European Journal of Dentistry最新文献

Certain factors that disturb the tumor microenvironment influence the promotion of tumorigenesis. Detecting gene expression at the protein level is highly valuable and complements the histopathological analysis achieved by immunohistochemistry (IHC). Hypoxia-inducible factor (HIF)-1α accomplishes autophagy induction and regulation of autophagy-associated genes.

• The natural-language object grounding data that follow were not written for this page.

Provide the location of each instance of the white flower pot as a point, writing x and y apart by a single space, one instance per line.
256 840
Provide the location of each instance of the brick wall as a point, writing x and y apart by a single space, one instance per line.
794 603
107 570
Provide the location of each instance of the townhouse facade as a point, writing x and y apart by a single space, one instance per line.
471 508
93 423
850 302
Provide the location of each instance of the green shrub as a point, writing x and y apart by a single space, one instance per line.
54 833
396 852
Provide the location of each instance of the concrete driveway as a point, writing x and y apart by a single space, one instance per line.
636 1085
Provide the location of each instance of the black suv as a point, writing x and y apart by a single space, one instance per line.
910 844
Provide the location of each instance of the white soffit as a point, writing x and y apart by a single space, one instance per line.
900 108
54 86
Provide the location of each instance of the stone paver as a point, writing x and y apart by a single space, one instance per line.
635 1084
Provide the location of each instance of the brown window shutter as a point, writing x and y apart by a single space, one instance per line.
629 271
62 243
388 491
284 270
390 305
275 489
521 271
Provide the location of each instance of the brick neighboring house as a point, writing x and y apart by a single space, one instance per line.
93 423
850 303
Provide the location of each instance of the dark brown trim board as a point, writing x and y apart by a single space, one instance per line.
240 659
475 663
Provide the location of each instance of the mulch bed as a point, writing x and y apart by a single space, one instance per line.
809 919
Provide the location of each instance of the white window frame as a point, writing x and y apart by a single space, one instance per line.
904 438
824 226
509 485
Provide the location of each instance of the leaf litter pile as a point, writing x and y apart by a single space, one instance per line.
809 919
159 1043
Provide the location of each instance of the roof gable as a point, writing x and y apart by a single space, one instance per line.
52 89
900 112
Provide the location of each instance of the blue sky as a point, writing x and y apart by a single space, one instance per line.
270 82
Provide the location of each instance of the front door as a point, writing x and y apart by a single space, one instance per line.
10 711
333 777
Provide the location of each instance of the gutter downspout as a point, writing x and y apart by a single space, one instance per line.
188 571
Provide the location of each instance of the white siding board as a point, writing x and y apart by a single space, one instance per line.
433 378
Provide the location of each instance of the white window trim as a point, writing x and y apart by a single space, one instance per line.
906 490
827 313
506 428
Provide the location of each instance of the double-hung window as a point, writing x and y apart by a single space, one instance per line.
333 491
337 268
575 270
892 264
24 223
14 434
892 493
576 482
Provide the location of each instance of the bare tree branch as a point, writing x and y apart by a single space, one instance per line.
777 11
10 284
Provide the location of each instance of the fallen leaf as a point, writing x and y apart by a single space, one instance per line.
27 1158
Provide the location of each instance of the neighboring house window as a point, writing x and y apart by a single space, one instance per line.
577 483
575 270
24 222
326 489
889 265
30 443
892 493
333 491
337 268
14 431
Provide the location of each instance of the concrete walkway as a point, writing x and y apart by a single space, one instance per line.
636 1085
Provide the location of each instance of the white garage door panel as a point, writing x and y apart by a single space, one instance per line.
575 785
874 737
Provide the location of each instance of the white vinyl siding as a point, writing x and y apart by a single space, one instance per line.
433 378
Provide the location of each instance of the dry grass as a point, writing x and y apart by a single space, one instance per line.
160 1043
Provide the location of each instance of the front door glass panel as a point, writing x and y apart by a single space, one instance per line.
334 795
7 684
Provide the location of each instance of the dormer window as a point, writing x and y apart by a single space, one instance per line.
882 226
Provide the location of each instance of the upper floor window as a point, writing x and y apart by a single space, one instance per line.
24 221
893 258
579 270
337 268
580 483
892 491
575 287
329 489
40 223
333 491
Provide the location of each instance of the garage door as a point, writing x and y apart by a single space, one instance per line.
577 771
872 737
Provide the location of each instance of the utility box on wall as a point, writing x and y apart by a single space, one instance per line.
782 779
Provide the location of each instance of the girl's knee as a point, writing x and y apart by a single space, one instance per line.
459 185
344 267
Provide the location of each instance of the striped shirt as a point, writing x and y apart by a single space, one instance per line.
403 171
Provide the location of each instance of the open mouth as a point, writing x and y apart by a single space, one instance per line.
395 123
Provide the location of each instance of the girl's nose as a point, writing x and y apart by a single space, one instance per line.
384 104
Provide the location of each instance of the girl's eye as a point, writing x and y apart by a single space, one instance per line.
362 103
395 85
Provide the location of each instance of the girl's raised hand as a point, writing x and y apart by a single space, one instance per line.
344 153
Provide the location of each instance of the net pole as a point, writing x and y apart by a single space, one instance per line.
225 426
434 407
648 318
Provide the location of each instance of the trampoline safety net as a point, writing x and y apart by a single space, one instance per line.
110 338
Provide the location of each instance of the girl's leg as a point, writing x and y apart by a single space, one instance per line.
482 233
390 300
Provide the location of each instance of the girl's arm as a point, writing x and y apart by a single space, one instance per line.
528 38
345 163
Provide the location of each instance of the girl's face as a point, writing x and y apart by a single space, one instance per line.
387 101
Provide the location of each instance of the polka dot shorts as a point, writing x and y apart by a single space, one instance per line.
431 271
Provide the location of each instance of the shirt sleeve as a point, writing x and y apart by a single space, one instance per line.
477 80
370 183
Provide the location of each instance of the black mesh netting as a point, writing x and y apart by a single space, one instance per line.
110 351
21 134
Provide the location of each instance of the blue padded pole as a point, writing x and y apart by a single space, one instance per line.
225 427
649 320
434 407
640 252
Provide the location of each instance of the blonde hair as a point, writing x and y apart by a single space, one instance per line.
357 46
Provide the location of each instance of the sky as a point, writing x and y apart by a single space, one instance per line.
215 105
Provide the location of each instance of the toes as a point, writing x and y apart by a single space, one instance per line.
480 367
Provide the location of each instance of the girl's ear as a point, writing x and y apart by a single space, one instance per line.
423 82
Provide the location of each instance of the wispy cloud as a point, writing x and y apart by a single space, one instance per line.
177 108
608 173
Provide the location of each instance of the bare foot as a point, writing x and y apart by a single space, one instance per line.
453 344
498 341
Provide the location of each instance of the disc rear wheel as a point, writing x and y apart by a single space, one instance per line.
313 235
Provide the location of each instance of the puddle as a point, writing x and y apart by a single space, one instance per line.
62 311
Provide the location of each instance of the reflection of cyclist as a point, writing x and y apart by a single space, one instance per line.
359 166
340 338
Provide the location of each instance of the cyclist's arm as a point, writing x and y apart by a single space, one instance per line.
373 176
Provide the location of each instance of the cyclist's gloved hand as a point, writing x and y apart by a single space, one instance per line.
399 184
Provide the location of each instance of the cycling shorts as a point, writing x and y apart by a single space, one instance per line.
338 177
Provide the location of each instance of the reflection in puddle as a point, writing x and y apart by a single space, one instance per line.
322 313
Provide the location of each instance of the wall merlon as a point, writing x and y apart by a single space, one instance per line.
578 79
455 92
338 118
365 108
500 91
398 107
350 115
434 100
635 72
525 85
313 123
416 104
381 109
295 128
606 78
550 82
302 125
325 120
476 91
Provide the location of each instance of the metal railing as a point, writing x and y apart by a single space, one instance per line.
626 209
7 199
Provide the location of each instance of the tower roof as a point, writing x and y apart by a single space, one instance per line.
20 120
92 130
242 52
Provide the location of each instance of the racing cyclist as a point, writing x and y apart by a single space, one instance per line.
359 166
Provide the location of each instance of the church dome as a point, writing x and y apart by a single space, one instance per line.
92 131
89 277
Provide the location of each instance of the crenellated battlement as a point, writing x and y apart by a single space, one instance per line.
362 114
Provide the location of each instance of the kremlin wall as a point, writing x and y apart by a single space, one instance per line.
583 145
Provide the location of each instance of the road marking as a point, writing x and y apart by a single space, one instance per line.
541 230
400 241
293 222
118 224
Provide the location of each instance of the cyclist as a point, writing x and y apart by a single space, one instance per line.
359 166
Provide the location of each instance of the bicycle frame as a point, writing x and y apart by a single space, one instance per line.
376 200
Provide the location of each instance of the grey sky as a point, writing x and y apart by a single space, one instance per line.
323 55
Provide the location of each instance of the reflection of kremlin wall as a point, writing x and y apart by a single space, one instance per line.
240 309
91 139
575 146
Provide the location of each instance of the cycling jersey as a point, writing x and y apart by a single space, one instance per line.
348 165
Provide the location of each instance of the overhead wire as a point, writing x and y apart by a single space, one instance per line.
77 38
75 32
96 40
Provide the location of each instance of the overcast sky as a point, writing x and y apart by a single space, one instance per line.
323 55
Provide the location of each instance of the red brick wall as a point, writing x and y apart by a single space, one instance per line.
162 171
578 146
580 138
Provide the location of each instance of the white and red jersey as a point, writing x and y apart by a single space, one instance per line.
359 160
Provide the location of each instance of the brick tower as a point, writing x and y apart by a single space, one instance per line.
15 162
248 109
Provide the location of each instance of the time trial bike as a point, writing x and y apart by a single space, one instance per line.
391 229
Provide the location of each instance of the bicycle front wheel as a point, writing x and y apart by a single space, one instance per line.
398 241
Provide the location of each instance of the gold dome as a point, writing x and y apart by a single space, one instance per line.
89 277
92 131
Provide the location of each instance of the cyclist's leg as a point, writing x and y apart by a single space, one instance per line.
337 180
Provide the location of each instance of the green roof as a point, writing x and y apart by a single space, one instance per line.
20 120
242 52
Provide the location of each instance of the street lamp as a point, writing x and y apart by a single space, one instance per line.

So, this study was carried out to evaluate the tissue protein expression of Beclin-1 and HIF-1α using IHC and correlate their expression with the prognosis of oral squamous cell carcinoma (OSCC).Immunohistochemical evaluation of Beclin-1 and HIF-1α was done in 5 samples of normal oral epithelial tissues and 45 samples of OSCC, which were classified histologically into 15 samples each of well, moderately, and poorly differentiated squamous cell carcinoma.According to statistics, normal tissue had the highest values for Beclin-1, while poorly differentiated OSCC had the lowest mean area percentage. HIF-1α showed the opposite results. These results indicate that the association of both molecules has a greater role in the transformation from normal to different histopathological grades of OSCC.The close association between Beclin-1 and HIF-1α identified in the current study confirms hypoxia's critical role in autophagy activation. Moreover, reduced Beclin-1 and elevated HIF-1α expression were significantly associated with the histopathological grading of OSCC, supporting their pivotal role in the development and progression of OSCC.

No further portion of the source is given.